Thermally enhanced spectral indices to discriminate burn severity in Mediterranean forest ecosystems

Abstract

Fires are a problematic and recurrent issue in Mediterranean forest ecosystems. Accurate discrimination of burn severity level is fundamental for the rehabilitation planning of affected areas. Though fieldwork is still necessary for measuring post-fire burn severity, remote sensing based techniques are being widely used to predict it because of their computational simplicity and straightforward application. Among them, spectral indices classification (especially difference Normalized Burn Ratio–dNBR- based ones) may be considered the standard remote sensing based method to distinguish burn severity level. In this work we show how this methodology may be improved by using land surface temperature (LST) to enhance the standard spectral indices.
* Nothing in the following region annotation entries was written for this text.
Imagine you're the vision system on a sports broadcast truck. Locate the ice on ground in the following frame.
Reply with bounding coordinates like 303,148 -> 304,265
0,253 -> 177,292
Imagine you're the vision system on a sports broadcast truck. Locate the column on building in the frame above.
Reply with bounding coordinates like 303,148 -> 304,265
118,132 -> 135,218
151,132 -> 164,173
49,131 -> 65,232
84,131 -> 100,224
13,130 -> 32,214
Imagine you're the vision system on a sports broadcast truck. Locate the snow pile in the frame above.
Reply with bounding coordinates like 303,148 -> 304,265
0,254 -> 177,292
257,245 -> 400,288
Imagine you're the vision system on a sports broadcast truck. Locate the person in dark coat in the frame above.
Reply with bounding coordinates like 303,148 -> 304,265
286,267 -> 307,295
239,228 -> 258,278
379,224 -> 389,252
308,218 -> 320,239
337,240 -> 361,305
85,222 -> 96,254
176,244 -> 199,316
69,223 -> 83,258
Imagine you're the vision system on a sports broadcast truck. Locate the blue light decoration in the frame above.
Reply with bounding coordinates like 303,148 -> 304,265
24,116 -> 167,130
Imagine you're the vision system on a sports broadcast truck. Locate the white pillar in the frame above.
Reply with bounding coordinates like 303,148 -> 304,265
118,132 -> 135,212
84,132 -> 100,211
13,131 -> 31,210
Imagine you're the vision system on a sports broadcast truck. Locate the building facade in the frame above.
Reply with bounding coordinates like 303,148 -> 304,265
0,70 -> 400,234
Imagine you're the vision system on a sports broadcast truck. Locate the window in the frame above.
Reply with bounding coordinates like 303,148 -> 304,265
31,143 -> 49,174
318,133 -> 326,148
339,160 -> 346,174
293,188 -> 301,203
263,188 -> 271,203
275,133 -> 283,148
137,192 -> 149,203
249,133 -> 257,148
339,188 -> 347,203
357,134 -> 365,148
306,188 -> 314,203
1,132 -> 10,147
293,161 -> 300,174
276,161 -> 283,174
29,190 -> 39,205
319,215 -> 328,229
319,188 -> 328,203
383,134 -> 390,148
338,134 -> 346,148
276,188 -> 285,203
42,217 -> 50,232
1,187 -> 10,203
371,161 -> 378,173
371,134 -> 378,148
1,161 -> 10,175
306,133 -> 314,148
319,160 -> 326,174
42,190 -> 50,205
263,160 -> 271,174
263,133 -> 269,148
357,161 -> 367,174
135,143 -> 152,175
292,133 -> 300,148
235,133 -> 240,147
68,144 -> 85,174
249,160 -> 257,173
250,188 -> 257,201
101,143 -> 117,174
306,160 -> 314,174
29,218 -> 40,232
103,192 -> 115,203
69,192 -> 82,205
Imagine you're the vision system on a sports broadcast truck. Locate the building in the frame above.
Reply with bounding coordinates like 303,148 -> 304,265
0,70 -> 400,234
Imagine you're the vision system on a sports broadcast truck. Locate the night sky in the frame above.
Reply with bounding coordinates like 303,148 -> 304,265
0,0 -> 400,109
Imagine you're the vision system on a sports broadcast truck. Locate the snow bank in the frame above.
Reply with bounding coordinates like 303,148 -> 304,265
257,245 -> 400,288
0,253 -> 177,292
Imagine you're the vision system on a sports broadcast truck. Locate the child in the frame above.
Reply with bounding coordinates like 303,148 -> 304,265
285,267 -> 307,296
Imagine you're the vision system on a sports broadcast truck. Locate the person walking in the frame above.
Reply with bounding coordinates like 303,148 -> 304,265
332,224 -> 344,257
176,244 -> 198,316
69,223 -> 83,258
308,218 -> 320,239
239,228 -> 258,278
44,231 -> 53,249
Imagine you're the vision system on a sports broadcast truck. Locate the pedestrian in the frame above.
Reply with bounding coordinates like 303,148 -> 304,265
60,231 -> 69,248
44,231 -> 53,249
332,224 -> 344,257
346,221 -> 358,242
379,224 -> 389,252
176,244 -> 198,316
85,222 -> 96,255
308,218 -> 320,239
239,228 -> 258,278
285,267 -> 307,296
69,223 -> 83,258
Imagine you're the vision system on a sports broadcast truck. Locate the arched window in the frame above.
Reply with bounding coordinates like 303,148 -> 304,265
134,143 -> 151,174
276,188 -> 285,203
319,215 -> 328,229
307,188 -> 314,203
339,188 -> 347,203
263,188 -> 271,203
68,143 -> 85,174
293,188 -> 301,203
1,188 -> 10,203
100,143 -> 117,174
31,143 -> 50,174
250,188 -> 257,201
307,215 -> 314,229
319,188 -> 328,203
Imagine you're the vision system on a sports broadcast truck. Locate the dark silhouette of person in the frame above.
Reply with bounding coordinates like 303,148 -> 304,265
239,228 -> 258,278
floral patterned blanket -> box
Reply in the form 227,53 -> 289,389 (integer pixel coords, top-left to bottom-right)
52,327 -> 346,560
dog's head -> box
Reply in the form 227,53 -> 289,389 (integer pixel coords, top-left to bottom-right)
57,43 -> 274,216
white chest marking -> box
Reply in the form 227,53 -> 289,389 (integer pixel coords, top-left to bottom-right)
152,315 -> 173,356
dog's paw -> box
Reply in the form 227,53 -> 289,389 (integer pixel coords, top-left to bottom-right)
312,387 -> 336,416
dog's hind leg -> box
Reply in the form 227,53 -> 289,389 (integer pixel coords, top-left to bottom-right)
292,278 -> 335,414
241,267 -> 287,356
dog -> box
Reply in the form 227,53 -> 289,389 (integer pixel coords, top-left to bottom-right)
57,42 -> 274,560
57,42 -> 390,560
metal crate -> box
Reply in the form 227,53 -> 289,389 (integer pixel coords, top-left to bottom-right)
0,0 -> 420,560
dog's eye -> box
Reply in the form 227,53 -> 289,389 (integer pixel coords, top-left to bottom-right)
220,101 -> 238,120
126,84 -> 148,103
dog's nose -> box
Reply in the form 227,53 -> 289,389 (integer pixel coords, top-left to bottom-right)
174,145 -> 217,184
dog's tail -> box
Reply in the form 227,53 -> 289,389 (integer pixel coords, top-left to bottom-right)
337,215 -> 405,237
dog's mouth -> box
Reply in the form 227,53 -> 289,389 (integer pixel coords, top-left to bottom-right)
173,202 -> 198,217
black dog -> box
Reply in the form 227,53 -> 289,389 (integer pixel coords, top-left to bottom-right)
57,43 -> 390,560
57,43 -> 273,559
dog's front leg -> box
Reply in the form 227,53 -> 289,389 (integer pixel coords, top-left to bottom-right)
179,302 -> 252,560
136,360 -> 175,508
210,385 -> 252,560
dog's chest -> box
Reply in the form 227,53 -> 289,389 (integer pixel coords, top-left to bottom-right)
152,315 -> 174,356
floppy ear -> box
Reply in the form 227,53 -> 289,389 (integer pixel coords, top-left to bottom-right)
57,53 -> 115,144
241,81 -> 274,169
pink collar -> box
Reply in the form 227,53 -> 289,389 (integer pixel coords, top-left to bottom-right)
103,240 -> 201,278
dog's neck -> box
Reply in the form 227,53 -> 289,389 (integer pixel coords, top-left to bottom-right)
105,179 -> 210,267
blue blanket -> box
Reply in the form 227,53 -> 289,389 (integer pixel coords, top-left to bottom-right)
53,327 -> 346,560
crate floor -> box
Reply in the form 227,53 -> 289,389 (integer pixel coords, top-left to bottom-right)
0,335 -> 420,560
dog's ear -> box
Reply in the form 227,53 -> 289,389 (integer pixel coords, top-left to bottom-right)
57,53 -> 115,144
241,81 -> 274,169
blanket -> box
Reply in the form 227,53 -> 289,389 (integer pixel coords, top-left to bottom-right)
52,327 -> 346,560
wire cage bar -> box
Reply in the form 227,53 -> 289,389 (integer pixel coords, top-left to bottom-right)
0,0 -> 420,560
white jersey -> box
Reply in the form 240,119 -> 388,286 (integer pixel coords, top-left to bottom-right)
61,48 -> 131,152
We considered a large wildfire in August 2012 in North Western Spain. The Composite Burn Index (CBI) was measured in 111 field plots and grouped into three burn severity levels. Relationship between Landsat 7 Enhanced Thematic Mapper (ETM+) LST-enhanced spectral indices and CBI was evaluated by using the normalized distance between two burn severity levels and spectral dispersion graphs. Inclusion of LST in the spectral index equation resulted in higher discrimination between burn severity levels than standard spectral indices (0.90, 8.50, and 17.52 NIR-SWIR Temperature version 1 vs 0.60, 2.83, and 6.46 NBR). Our results demonstrate the potential of LST for improving burn severity discrimination and mapping. Future research, however, is needed to evaluate the performance of the proposed LST-enhanced spectral indices in other fire regimes, and forest ecosystems.